Enter television. Enter satellite transmissions. Enter the Internet. At first, newspapers could still compete with TV because of the time it took to ship film from overseas. Telstar eliminated the time advantage with the first live broadcast to North America from Europe in 1962.

The death of the weekly LIFE magazine in 1972 symbolized for some the end of a golden age of photojournalism. Its legendary staffers were out of work. The original Look winked-out a few years later. Suddenly magazines started shedding their photo staffs and relying on a cadre of freelancers.

Meanwhile, buckling under 30 years of competition from television, daily newspapers started failing in earnest. In 1980 there were 1,745 daily newspapers in the U.S. Twenty years later that number had fallen to 1,480. More than 15 percent of all U.S. daily newspapers had died within two decades.

Readers didn't care. Market penetration fell during those same 20 years from more than 27 percent to just over 19 percent. The average age of loyal readers was growing each year. Those who remained became less desirable to advertisers.

The flood of newly-minted freelancers was a boon for publishers. Taking a cue from the AP's infamous freelancer contract in 1996, publications tested the waters by imposing work-for-hire contracts. When most photographers simply accepted the onerous terms, gleeful publishers realized that they could stem some of their lost profits by saving money on photography. Similar contracts popped up nearly everywhere.

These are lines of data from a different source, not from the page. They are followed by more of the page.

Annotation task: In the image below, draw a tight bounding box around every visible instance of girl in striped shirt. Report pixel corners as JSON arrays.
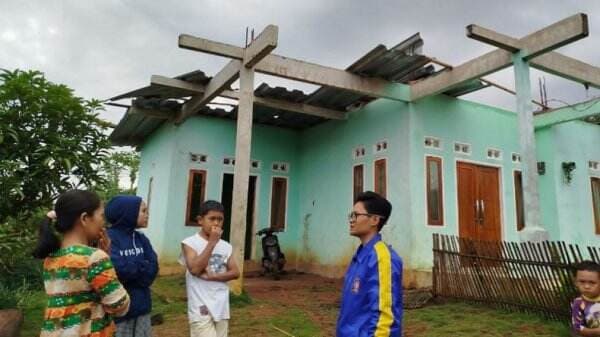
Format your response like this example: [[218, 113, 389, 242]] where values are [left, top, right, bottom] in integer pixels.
[[34, 190, 129, 337]]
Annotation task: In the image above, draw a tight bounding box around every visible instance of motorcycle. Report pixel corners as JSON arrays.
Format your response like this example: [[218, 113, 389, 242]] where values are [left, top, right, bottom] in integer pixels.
[[256, 227, 285, 280]]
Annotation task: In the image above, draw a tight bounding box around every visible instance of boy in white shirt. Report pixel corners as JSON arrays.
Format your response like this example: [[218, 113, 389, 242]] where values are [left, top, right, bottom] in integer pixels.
[[179, 200, 240, 337]]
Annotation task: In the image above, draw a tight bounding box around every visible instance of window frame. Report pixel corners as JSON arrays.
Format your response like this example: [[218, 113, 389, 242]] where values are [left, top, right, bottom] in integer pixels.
[[425, 156, 444, 227], [184, 169, 207, 227]]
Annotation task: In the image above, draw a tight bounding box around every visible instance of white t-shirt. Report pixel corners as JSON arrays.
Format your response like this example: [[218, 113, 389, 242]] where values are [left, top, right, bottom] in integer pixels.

Photographers were still covering assignments, but they were doing it for a lot less money while having their future stock earnings eliminated by WFH contracts.

Photographer Montealegre, now semi-retired in New York City, has a unique perspective: "The sea changes that photojournalism has gone through have affected my income from photography even more than the (Chilean) political onslaught of the '70s and '80s."

These things have taken decades to happen and that's part of the problem. Just as a frog can be boiled to death one degree at a time, editorial photojournalists were slow to react to the changes. Some have reached a point where they can no longer economically survive — no matter how happy they are with the work.

While newspapers have been going downhill fast, newsgathering technology has been exploding. New technology puts more of the production process in the photographers' laps. Photographers perform work that was once handled by pre-press workers. Lack of business savvy prevents many from charging for this extra work. Not only must they invest in high-speed computers, expensive software and camera technology that must be updated about every 18 months, but they're also working longer for lower fees and having to learn new techniques, which requires even more time.

Former National Geographic staff photographer and 1979 Magazine Photographer of the Year Jim Sugar recently switched away from film for his editorial and commercial assignments. Sugar, who is known as a master of lighting, describes learning digital workflow as, "the hardest thing I've ever done in photography."

Once-starry-eyed freelancers are gaining some pragmatism. The same technology that is providing new challenges is also providing new education and networking tools. Organizations such as Editorial Photographers, ASMP and the NPPA have been instrumental in providing business education resources to freelance and staff photographers. Photographers meet online to trade information about publications and to provide business knowledge support for each other.

New media means new opportunities. Still photographers are learning video and audio as the printed page gives way to the Web, on-demand video, podcasts and whatever is coming next. But no matter the medium, the message is that business is business.

I'm looking forward.

© Mark Loundy

Mark Loundy is a visual journalist, writer and media consultant based in San Jose, California.